Healthcare IT’s Failings: Even the Onion Has Noticed

How far behind is healthcare in the full and efficient use of information technology?

So far behind that even The Onion has noticed.

The satirical newspaper and website normally focuses on “stories” such as Joe Biden’s fascination with hot babes and his muscle car. Recently, though, The Onion took aim at the shortcomings of healthcare IT with an article titled “Quick-Lube Shop Masters Electronic Record Keeping Six Years Before Medical Industry.” Written in typical Onion style that makes it seem like an actual news report, the article quotes a fictitious garage owner:

‘We figured that a basic database would help us with everything from scheduling regular appointments to predicting future lubrication requirements,’ said the proprietor of the local oil-change shop, Karl Lemke, who has no special logistical or programming skills, and who described his organizational methods, which are far more advanced than those of any hospital emergency room, as ‘basic, common-sense stuff.’

‘We can even contact your insurance provider for you to see if you’re covered and for how much, which means we can get to work on what’s wrong without bothering you about it.
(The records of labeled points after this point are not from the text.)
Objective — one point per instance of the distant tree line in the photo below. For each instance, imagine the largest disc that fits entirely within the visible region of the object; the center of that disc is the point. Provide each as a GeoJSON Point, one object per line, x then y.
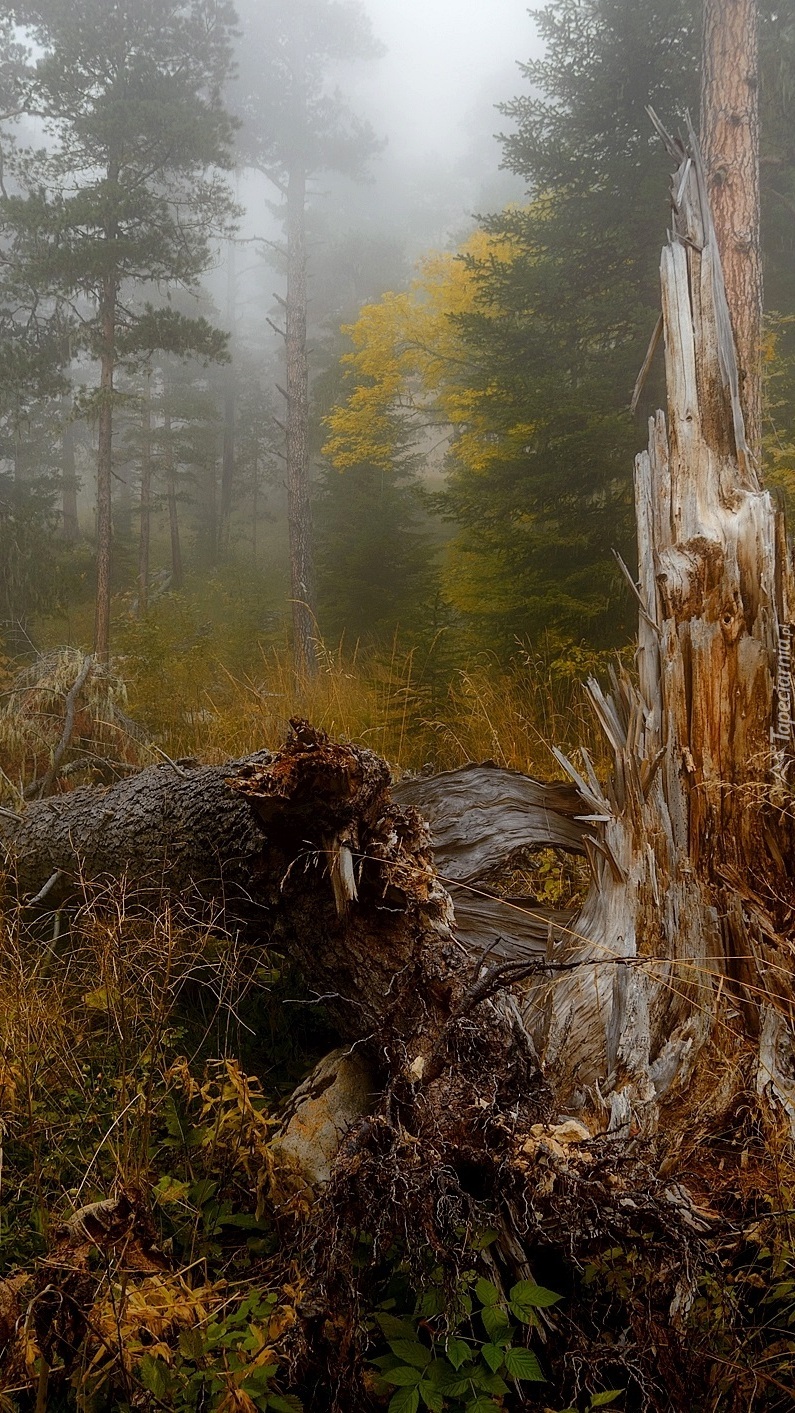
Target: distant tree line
{"type": "Point", "coordinates": [461, 457]}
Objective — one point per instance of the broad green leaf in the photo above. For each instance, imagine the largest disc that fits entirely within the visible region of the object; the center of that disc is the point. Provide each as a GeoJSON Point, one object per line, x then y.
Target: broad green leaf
{"type": "Point", "coordinates": [411, 1352]}
{"type": "Point", "coordinates": [396, 1328]}
{"type": "Point", "coordinates": [497, 1323]}
{"type": "Point", "coordinates": [405, 1400]}
{"type": "Point", "coordinates": [523, 1364]}
{"type": "Point", "coordinates": [403, 1376]}
{"type": "Point", "coordinates": [154, 1375]}
{"type": "Point", "coordinates": [458, 1352]}
{"type": "Point", "coordinates": [446, 1381]}
{"type": "Point", "coordinates": [486, 1293]}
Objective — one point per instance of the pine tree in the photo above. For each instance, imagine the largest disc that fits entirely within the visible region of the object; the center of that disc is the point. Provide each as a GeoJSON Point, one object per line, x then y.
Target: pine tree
{"type": "Point", "coordinates": [295, 126]}
{"type": "Point", "coordinates": [129, 194]}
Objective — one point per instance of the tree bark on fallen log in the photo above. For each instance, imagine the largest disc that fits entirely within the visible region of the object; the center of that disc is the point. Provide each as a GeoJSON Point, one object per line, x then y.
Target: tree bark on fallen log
{"type": "Point", "coordinates": [655, 1016]}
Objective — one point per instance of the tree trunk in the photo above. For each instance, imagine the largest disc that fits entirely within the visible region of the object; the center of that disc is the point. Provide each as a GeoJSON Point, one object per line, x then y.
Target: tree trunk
{"type": "Point", "coordinates": [572, 1118]}
{"type": "Point", "coordinates": [686, 998]}
{"type": "Point", "coordinates": [298, 502]}
{"type": "Point", "coordinates": [730, 144]}
{"type": "Point", "coordinates": [146, 502]}
{"type": "Point", "coordinates": [172, 506]}
{"type": "Point", "coordinates": [105, 471]}
{"type": "Point", "coordinates": [68, 479]}
{"type": "Point", "coordinates": [229, 410]}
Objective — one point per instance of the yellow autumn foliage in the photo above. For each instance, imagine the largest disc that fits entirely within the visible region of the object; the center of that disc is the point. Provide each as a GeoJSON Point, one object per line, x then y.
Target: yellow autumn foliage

The system not only saves me hundreds of thousands of dollars per year, but it saves my customers a bundle, too.’

And here’s the part that really hurts: “Lemke added that he also routinely and politely inquires about his customers’ health and well-being, which puts him roughly 145 years ahead of the medical industry.”

Of course things aren’t nearly as bad as The Onion makes them out to be.
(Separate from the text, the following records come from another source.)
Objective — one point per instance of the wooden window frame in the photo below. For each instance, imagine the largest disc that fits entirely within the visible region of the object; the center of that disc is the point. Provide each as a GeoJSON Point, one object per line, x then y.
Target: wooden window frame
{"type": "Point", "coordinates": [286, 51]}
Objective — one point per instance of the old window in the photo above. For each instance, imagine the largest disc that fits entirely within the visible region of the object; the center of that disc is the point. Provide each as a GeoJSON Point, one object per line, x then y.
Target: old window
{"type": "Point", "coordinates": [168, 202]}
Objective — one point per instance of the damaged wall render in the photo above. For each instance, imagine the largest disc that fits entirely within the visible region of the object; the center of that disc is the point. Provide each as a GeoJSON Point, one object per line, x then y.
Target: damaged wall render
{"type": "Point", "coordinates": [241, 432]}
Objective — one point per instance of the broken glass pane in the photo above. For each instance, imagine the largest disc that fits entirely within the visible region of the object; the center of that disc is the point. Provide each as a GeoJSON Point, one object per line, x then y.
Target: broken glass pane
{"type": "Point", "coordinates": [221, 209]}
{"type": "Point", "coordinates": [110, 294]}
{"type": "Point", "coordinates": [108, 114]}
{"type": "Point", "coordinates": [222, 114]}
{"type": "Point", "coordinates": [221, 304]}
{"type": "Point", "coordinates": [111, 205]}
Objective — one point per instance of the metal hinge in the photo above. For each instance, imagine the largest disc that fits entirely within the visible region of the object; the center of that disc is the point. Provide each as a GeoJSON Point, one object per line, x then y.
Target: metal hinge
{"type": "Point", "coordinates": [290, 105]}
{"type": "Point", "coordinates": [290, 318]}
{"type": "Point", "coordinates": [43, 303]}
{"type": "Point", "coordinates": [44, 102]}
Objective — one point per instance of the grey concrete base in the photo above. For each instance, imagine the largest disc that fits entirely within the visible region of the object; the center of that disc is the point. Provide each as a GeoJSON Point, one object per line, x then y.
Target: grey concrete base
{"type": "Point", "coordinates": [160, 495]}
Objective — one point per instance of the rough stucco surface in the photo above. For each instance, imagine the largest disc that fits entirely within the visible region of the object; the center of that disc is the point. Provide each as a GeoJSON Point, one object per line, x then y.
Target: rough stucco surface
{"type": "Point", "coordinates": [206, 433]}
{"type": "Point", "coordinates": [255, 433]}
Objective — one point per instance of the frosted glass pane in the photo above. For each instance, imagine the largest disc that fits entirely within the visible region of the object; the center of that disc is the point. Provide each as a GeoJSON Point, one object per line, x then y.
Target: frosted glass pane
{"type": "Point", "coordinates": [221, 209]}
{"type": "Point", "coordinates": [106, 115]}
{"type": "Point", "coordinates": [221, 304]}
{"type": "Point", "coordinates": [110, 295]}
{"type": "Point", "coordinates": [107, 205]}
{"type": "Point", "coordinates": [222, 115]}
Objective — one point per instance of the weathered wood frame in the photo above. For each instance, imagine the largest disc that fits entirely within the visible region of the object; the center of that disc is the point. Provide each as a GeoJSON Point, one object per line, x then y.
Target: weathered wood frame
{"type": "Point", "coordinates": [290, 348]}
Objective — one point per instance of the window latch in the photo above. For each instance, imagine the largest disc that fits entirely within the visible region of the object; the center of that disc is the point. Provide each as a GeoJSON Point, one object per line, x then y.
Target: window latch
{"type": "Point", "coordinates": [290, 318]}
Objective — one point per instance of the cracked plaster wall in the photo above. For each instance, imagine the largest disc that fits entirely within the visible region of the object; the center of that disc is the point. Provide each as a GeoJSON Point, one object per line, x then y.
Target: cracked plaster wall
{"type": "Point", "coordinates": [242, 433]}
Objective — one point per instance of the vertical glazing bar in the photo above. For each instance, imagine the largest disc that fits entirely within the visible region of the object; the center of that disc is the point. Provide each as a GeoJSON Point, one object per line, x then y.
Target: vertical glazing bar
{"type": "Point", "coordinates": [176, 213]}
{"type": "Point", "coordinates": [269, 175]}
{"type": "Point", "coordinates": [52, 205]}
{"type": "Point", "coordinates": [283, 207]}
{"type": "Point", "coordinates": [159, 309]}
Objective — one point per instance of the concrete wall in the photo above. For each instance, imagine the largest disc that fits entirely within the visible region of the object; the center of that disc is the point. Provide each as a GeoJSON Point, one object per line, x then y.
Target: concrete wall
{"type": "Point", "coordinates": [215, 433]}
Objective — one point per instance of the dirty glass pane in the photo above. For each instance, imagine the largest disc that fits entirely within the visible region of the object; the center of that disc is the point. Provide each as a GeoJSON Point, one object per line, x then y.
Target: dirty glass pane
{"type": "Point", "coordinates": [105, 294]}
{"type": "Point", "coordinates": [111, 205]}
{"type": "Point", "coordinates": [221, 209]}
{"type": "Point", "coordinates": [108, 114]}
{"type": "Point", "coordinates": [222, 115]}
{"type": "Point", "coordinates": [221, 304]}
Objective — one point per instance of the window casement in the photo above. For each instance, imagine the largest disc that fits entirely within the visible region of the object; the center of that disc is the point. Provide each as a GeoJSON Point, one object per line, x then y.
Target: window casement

Thanks to the efforts of cloud computing pioneers such as eMix and others, things are in fact getting better. And hundreds of millions of federal stimulus dollars are flowing into healthcare to get MDs’ office online and to computerize and interconnect hospitals’ records through PACS and other technology.

But as one wag said about The Onion story to blogger Neil Versel, the current status of medical industry It is “so pathetic that a bunch of young joke writers in NYC who almost never go to the doctor have noticed.”